The statistical efforts behind the numbers are far more real and defensible. Mortality is adjusted for case mix. Since mortality is measured for 30 days, I believe it includes post-discharge deaths as well. I could not find any separation in house mortality versus deaths after being discharged from hospital. Numbers, statistics and reporting seem to be contagious though, as the Leap Frog group is planning to develop its own reporting tool by end of this year. Based on responses from more than 1100 hospitals, it has already modified its website to report quality indicators, medical errors, etc; basically comparing hospitals on overall patient safety and procedure based comparison. Leap Frog, for those of us who do not know it, is a voluntary not-for-profit organization. In 1998, a group of large employers came together to start monitoring and establishing standards in health care. Considering that they employ millions of insured lives, their volume purchasing gives them a strong voice. Some examples of elite members of this group are large companies such as Boeing, Chrysler, FedEx, IBM, Intel and Marriott.
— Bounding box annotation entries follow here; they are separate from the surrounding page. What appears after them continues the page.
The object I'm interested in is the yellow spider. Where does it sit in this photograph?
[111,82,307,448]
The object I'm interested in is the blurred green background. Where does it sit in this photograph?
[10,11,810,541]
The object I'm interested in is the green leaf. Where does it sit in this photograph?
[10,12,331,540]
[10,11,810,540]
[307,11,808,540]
There is a significant impact on hospitalist practice, as more and more in-patients are being treated by hospitalists- not only internal medicine in-patients, but also patients belonging to medical sub-specialties including cardiology and nephrology. An increasing number of orthopedic patients (particularly in small community hospitals) are using hospitalists as physicians on record. We need to make ourselves well versed with the site, visit the site frequently, and react to the statistics as needed, it is only going to get worse before it improves.